Every camera needs light to see and network cameras are no different, say security lighting manufacturers Raytec.

Network cameras need lighting to achieve high quality images at night, reduce their bandwidth and storage requirements and to allow faster frame rates. Without good lighting network cameras won’t live up to their full potential; they will not be able to deliver the superior resolutions they are capable of, and may overload a system with the large amount of data they generate.

Because of the relationship between a camera’s resolution and its requirement for light, professional lighting is even more advantageous with modern megapixel cameras than it is with analogue technology.
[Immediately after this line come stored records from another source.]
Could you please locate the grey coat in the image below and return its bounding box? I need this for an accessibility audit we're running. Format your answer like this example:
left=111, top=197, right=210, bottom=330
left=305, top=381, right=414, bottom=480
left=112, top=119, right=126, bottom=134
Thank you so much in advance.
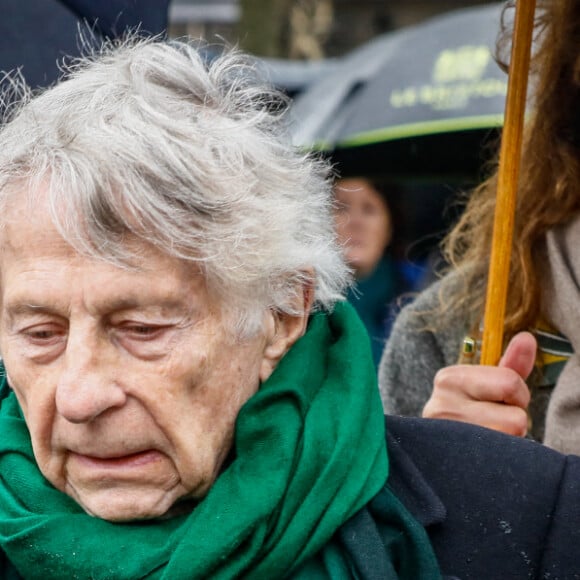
left=379, top=274, right=557, bottom=441
left=379, top=281, right=469, bottom=417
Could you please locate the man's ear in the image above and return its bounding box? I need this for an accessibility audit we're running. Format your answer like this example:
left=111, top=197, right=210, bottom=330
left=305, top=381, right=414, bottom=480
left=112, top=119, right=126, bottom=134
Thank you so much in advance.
left=260, top=272, right=314, bottom=382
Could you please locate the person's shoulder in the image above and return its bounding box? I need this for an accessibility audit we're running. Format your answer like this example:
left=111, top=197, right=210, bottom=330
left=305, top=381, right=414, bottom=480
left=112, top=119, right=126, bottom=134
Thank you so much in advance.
left=386, top=416, right=580, bottom=578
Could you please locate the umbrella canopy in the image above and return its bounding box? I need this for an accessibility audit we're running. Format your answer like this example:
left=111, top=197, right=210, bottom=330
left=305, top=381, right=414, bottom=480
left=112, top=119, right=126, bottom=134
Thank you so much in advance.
left=0, top=0, right=169, bottom=87
left=292, top=3, right=507, bottom=178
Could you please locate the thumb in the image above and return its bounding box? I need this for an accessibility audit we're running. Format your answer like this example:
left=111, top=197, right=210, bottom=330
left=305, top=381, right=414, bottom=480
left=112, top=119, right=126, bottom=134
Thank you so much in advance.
left=498, top=332, right=537, bottom=380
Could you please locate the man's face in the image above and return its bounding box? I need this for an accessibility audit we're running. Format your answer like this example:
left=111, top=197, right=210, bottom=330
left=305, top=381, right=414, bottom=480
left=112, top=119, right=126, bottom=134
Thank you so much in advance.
left=0, top=195, right=266, bottom=520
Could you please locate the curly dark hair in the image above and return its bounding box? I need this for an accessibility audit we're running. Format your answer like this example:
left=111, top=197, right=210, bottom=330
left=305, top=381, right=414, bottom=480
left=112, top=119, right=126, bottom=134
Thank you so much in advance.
left=441, top=0, right=580, bottom=342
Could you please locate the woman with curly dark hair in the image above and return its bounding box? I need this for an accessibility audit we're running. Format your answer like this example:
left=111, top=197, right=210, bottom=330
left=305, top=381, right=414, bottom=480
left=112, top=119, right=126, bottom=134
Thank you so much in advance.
left=380, top=0, right=580, bottom=453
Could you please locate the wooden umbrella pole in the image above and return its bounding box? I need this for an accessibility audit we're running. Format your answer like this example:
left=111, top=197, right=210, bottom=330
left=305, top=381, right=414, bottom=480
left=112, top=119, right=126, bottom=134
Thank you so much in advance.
left=481, top=0, right=536, bottom=365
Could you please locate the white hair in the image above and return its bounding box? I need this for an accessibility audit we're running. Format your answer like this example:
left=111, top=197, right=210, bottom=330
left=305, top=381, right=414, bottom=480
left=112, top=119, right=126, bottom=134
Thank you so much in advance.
left=0, top=38, right=350, bottom=334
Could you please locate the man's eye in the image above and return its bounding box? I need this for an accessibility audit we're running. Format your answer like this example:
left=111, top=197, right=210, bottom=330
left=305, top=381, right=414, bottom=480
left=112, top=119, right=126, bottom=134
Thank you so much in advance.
left=123, top=324, right=164, bottom=339
left=23, top=328, right=64, bottom=344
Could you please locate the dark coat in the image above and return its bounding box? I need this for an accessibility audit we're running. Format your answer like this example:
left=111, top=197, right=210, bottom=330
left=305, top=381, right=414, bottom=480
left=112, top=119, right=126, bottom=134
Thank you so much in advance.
left=387, top=416, right=580, bottom=580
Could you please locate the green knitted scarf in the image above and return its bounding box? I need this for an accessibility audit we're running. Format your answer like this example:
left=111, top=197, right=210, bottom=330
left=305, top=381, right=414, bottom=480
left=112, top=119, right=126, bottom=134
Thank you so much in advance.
left=0, top=304, right=440, bottom=580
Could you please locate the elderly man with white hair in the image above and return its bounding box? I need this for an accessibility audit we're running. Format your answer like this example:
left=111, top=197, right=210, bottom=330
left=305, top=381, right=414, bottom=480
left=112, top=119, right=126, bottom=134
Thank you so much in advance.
left=0, top=40, right=580, bottom=580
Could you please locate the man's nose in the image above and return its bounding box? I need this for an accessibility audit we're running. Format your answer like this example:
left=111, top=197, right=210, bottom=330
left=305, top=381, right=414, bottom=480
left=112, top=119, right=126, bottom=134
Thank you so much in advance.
left=56, top=335, right=126, bottom=423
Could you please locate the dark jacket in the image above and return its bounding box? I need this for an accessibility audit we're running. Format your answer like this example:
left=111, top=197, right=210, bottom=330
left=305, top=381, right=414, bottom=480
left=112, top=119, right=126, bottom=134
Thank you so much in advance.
left=387, top=417, right=580, bottom=580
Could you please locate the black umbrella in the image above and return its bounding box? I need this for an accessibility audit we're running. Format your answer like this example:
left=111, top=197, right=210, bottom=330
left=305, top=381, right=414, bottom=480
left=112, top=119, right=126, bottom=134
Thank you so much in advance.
left=0, top=0, right=169, bottom=87
left=292, top=3, right=507, bottom=179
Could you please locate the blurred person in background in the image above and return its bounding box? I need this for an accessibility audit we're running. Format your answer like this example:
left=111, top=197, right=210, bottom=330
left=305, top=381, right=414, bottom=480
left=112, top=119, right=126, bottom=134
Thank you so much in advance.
left=334, top=177, right=423, bottom=367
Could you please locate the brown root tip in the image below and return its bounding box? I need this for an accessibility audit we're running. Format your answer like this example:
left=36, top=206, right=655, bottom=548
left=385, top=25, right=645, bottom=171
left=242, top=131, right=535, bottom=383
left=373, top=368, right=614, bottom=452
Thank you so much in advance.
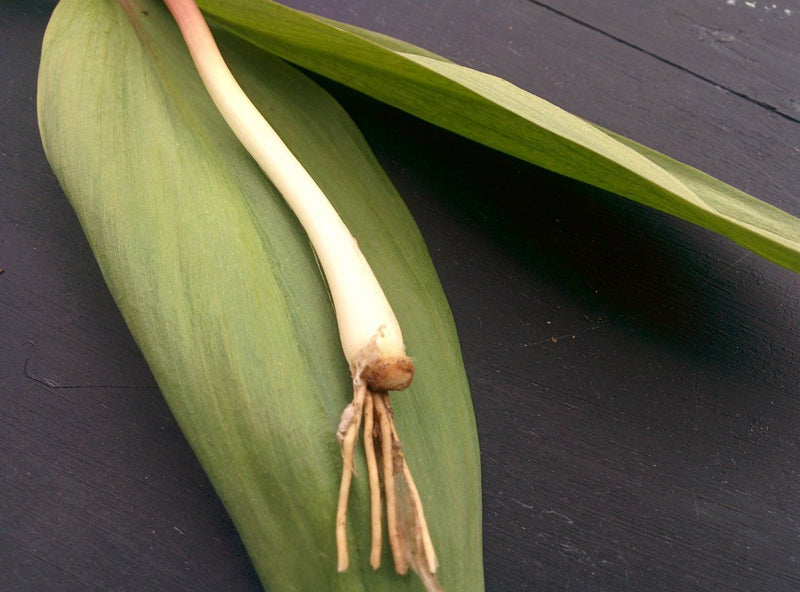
left=361, top=356, right=414, bottom=392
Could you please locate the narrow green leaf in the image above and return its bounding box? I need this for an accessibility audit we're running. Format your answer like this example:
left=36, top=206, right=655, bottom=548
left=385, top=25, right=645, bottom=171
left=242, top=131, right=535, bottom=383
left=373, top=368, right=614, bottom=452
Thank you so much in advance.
left=38, top=0, right=483, bottom=591
left=199, top=0, right=800, bottom=272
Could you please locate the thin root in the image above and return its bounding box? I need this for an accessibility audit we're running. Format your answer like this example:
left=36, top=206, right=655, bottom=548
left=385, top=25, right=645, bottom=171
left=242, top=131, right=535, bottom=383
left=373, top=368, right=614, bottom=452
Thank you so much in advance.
left=336, top=380, right=367, bottom=571
left=364, top=394, right=383, bottom=569
left=336, top=378, right=443, bottom=592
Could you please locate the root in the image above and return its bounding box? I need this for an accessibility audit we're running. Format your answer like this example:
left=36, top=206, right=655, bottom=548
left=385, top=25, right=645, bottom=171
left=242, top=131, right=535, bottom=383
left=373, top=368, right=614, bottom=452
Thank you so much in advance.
left=336, top=378, right=443, bottom=592
left=364, top=396, right=383, bottom=569
left=336, top=380, right=367, bottom=572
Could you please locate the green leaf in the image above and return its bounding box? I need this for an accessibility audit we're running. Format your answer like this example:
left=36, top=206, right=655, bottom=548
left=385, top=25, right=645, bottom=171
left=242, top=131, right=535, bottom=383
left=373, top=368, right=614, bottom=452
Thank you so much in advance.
left=198, top=0, right=800, bottom=272
left=38, top=0, right=483, bottom=591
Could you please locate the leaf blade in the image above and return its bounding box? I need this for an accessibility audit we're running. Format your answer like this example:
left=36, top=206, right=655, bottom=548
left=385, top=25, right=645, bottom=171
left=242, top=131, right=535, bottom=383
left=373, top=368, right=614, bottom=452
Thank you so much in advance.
left=199, top=0, right=800, bottom=272
left=39, top=0, right=482, bottom=590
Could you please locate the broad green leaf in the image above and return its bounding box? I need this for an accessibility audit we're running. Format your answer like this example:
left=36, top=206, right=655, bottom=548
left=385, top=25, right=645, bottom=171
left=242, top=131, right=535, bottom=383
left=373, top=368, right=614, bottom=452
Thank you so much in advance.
left=198, top=0, right=800, bottom=272
left=38, top=0, right=483, bottom=591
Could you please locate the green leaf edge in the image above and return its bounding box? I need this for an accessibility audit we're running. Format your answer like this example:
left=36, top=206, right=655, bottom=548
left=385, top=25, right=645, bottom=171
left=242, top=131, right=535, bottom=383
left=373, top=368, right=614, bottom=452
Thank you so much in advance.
left=198, top=0, right=800, bottom=272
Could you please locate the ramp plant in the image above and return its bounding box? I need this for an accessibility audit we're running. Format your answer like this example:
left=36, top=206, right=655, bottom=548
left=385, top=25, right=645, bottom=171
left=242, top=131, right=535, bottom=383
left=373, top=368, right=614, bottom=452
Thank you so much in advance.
left=38, top=0, right=800, bottom=592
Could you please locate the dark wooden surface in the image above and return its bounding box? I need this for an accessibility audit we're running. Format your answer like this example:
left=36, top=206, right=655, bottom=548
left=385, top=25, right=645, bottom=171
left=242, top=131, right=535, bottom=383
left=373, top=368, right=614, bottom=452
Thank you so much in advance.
left=0, top=0, right=800, bottom=592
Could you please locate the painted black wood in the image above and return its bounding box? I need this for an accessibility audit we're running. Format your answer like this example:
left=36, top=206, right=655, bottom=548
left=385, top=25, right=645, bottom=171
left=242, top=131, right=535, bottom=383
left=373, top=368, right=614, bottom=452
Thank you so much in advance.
left=0, top=0, right=800, bottom=592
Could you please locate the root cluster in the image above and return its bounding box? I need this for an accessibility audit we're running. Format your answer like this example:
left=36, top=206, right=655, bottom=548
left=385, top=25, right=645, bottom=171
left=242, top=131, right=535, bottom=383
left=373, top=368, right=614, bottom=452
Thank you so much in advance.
left=336, top=376, right=442, bottom=592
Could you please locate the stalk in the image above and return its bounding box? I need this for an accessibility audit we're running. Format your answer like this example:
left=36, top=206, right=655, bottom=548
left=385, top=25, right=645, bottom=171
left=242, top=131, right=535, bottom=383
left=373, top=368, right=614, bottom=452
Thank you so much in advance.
left=159, top=0, right=442, bottom=591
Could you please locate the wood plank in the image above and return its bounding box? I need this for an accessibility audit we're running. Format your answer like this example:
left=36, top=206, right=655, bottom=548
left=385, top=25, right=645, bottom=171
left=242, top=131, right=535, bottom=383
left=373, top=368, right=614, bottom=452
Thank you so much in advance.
left=0, top=0, right=800, bottom=592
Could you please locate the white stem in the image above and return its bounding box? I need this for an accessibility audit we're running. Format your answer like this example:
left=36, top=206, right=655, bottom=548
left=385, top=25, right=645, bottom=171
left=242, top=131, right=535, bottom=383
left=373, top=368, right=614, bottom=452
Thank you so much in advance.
left=166, top=0, right=405, bottom=372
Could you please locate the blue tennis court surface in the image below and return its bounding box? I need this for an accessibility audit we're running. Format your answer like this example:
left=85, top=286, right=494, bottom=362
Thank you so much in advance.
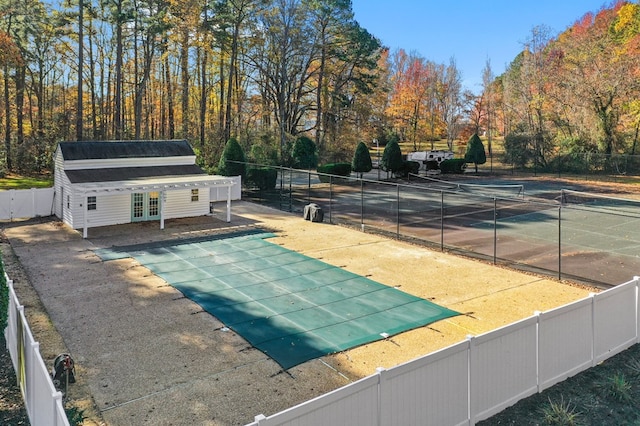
left=96, top=232, right=459, bottom=369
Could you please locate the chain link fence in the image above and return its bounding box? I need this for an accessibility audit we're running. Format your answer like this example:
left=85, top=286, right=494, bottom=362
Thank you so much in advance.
left=242, top=165, right=640, bottom=286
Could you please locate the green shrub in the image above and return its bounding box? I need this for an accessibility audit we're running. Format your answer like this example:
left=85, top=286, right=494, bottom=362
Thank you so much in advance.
left=440, top=158, right=467, bottom=173
left=378, top=141, right=404, bottom=173
left=394, top=161, right=420, bottom=177
left=318, top=163, right=351, bottom=176
left=291, top=136, right=318, bottom=169
left=351, top=142, right=373, bottom=178
left=317, top=163, right=351, bottom=183
left=218, top=138, right=246, bottom=180
left=541, top=396, right=581, bottom=426
left=246, top=167, right=278, bottom=191
left=0, top=255, right=9, bottom=332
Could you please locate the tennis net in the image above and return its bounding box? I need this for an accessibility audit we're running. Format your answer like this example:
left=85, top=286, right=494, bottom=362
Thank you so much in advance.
left=411, top=174, right=524, bottom=198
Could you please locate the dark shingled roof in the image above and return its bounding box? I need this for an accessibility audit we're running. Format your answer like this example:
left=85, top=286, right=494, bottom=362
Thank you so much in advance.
left=65, top=165, right=206, bottom=183
left=59, top=140, right=195, bottom=160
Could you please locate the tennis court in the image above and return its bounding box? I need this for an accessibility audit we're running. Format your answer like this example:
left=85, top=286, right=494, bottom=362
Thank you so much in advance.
left=96, top=231, right=458, bottom=369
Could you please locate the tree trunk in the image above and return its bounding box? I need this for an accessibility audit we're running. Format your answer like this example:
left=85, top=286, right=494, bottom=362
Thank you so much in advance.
left=15, top=65, right=27, bottom=153
left=4, top=65, right=13, bottom=171
left=76, top=0, right=84, bottom=141
left=113, top=1, right=123, bottom=140
left=180, top=28, right=189, bottom=138
left=163, top=46, right=176, bottom=139
left=200, top=47, right=209, bottom=153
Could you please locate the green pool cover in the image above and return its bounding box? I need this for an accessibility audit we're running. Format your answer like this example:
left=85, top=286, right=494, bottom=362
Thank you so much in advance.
left=96, top=232, right=459, bottom=369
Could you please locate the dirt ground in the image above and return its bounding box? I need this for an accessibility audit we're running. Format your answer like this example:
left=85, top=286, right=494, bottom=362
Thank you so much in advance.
left=1, top=202, right=597, bottom=425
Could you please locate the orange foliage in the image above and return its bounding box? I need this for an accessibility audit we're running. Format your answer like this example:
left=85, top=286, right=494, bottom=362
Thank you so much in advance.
left=0, top=30, right=23, bottom=66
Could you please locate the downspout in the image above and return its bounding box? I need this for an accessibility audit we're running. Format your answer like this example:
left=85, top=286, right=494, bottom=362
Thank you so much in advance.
left=158, top=190, right=166, bottom=229
left=82, top=193, right=89, bottom=238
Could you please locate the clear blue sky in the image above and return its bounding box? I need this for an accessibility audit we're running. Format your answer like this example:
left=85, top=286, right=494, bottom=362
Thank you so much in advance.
left=352, top=0, right=610, bottom=93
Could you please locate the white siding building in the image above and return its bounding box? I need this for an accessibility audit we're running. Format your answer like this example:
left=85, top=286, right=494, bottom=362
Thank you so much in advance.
left=54, top=140, right=236, bottom=238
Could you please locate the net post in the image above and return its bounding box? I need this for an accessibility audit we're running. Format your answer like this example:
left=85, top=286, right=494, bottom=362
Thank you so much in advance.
left=360, top=179, right=364, bottom=231
left=493, top=197, right=498, bottom=265
left=558, top=203, right=562, bottom=280
left=440, top=190, right=444, bottom=251
left=396, top=185, right=400, bottom=240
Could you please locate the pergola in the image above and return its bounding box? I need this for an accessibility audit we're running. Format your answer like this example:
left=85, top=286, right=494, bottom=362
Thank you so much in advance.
left=72, top=175, right=235, bottom=238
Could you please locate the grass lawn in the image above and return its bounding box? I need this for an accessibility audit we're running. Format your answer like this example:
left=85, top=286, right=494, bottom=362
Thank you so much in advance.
left=0, top=173, right=53, bottom=191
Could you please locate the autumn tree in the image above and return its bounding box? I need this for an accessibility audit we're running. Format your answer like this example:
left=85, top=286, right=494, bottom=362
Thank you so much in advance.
left=218, top=138, right=246, bottom=181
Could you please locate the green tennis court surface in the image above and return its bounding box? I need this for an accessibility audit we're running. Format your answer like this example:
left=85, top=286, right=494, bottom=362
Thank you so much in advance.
left=96, top=233, right=459, bottom=369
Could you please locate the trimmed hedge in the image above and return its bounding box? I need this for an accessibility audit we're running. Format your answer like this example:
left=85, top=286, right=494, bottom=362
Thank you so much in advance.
left=247, top=167, right=278, bottom=191
left=394, top=161, right=420, bottom=177
left=440, top=158, right=467, bottom=173
left=317, top=163, right=351, bottom=183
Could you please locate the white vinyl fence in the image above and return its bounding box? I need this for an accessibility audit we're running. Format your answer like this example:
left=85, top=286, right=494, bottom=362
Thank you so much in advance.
left=0, top=181, right=242, bottom=220
left=0, top=188, right=53, bottom=220
left=4, top=274, right=69, bottom=426
left=247, top=277, right=640, bottom=426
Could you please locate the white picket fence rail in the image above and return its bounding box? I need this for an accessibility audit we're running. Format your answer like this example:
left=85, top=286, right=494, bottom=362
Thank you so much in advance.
left=247, top=277, right=640, bottom=426
left=0, top=188, right=53, bottom=220
left=4, top=273, right=69, bottom=426
left=5, top=251, right=640, bottom=426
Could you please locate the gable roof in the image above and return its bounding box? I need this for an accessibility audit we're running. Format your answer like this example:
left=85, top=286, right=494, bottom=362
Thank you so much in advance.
left=64, top=164, right=207, bottom=183
left=58, top=140, right=195, bottom=160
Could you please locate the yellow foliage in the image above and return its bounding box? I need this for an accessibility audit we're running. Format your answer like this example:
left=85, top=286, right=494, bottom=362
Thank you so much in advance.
left=613, top=3, right=640, bottom=33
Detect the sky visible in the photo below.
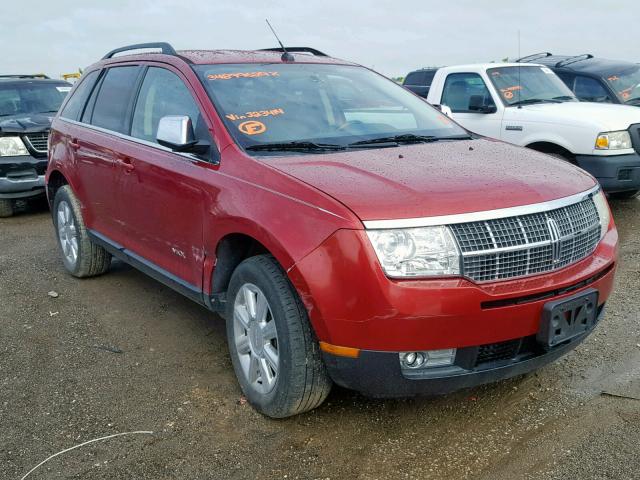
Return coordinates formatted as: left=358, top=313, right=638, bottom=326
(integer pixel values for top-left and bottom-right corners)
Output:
left=5, top=0, right=640, bottom=77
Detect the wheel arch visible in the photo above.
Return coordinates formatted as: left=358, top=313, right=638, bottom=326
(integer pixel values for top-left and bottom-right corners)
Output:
left=47, top=170, right=69, bottom=208
left=209, top=227, right=295, bottom=296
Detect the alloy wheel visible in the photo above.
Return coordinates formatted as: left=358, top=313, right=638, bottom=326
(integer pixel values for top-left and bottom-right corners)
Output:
left=57, top=200, right=78, bottom=267
left=233, top=283, right=280, bottom=395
The higher the resolution of the camera, the more light that is required to deliver high quality images at night.

Moving to megapixel allows for higher resolution images, each containing more data than standard analogue images. The benefits are numerous and include sharper pictures, the ability to cover larger areas with one camera, and the ability to digitally zoom into the image and maintain a good image quality. But of course, increasing the data in each frame increases the file size of each frame resulting in greater network and storage demands.

Higher Resolution = Larger File Size = More Bandwidth and Storage

Video compression is an essential part of the megapixel camera’s offering because, without it, a lot more data has to be handled leading to higher bandwidth and storage requirements. Compression techniques such as H.264 work on compressing the raw data into smaller ‘chunks’ to reduce bandwidth requirements. In simple terms compression works by replicating data from previous frames and only the pixels that have changed (due to colour or movement) are transmitted and updated in the live video image.
Most security professionals will be familiar with the noisy “white-noise” images that cameras produce then there is not enough light on scene. With each pixel changing frequently the camera is fooled into thinking there is constant movement throughout the image and this prevents video compression from working.

A fundamental benefit of professional lighting for network cameras results from delivering enough light to prevent noise in the image. In turn this provides higher quality pictures, allows compression techniques to work and substantially reduces bandwidth and storage requirements. Operating network cameras at night will always come down to a choice for the end user. Without light, the end user needs to pay to increase the system data handling capability, both bandwidth and storage, accept lower frame rates and accept significantly lower quality video, or limit the number of cameras in a system. Or they can choose to add lighting to support their network cameras, lowering infra-structure costs, delivering better pictures and allowing video analytics to work to its full potential.